"Le sentenze di primo grado impugnate meritano una ferma censura per quanto attiene l'elemento soggettivo. Appare francamente singolare la prospettazione secondo la quale un pubblico ufficiale, oltretutto destinatario di un mandato popolare, non sarebbe in grado di rendersi conto di violare una norma penale nel momento in cui, con riferimento al denaro pubblico affidatogli dalla collettività a determinarti fini, se ne serva per interessi personali propri o altrui". Lo scrivono i giudici Elisidoro Rizzo (presidente), Furio Pellis e Gianni Macchioni, della prima sezione penale della Corte di Appello, nelle motivazioni della sentenza sui costi della politica in Valle d'Aosta. Sentenza che ha condannato 15 dei 27 imputati. Le accuse erano, a vario titolo, di peculato, finanziamento illecito al partito e indebita percezione di contributi pubblici. "Analogamente - proseguono i giudici - non persuade affatto la prospettazione secondo la quale sarebbe indice di tale inconsapevolezza la scelta dell'agente di compiere un simile utilizzo illecito in modo rintracciabile da parte di terzi.
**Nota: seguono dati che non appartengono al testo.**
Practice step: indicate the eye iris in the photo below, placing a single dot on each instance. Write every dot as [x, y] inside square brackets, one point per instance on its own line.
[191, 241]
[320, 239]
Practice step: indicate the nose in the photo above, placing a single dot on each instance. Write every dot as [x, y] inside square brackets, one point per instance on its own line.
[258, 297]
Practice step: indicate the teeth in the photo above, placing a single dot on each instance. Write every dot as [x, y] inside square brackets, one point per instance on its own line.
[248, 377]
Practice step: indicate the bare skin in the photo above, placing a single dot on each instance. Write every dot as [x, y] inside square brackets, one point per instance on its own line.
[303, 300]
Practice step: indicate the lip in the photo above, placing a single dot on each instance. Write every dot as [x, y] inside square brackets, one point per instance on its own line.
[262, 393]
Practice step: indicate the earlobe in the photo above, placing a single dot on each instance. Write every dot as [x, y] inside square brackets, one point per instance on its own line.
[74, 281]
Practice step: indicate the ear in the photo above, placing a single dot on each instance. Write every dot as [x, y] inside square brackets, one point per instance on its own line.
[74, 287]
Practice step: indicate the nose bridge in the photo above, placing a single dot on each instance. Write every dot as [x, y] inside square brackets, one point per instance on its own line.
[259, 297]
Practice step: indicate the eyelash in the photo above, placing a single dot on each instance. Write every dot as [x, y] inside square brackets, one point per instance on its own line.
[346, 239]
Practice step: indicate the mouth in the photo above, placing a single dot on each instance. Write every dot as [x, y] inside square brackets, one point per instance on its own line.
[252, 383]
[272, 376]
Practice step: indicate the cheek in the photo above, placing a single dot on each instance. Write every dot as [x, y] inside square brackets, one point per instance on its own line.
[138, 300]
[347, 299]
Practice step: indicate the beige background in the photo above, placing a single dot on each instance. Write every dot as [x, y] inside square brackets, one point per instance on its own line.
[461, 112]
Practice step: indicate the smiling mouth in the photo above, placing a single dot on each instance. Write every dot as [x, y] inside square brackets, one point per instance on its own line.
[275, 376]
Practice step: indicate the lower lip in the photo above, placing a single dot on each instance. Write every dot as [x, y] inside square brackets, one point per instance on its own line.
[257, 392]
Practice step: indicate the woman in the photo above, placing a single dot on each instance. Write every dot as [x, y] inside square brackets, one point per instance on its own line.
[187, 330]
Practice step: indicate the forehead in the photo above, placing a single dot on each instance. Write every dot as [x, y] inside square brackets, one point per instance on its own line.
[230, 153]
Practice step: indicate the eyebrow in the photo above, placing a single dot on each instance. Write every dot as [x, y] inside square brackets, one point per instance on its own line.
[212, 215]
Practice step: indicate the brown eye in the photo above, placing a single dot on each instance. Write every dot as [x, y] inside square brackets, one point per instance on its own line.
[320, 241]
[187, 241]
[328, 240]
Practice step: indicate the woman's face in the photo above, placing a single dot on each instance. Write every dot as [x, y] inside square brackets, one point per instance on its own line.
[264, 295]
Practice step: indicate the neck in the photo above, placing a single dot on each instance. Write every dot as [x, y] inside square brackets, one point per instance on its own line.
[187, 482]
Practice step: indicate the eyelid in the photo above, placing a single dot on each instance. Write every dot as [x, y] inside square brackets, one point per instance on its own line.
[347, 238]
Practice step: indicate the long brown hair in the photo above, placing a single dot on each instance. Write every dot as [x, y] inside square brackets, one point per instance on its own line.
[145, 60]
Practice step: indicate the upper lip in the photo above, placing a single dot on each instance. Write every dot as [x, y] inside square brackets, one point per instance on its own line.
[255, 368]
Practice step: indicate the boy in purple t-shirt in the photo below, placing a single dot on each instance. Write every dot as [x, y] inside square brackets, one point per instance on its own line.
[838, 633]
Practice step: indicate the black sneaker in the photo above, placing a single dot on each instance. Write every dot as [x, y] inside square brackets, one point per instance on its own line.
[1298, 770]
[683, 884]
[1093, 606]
Al fine di accertare la responsabilità penale in relazione ad un determinato delitto ciò che interessa verificare non è che l'agente fosse consapevole di violare la legge penale, ma solo che egli abbia posto in essere la condotta ascrittagli con coscienza e volontà rispetto a tale condotta medesima". In primo grado i giudici Maurizio D'Abrusco e Giuseppe Colazingari avevano assolto tutti gli imputati sia "perché il fatto non sussiste" sia "perché il fatto non costituisce reato".
"Ferma restando l'assoluta inverosimiglianza della tesi - si legge nelle motivazioni - secondo la quale gli imputati, malgrado le loro responsabilità nei confronti della collettività che volontariamente rappresentavano, non fossero consapevoli di ciò che facevano quando maneggiavano il denaro loro affidato da tale medesima collettività, una simile eventualità, quand'anche fondata, ai fini che qui interessano non avrebbe alcun rilievo". "Non ne avrebbe - prosegue - nemmeno sotto il profilo dell'intensità del dolo, dovendosi per forza di cose, stante la posizione di qualificata (in quanto politica) responsabilità pubblica degli imputati, annettere una intensità dell'elemento soggettivo non inferiore ove risultasse da parte loro un disinteresse nei confronti dei confini giuridici di tale medesima responsabilità, esteso fino al punto di ignorare la differenza fra appannaggio pubblico e appannaggio privato".
Le motivazioni della prima sezione penale della Corte di Appello di Torino sono raccolte in 184 pagine, con un indice di 16 punti.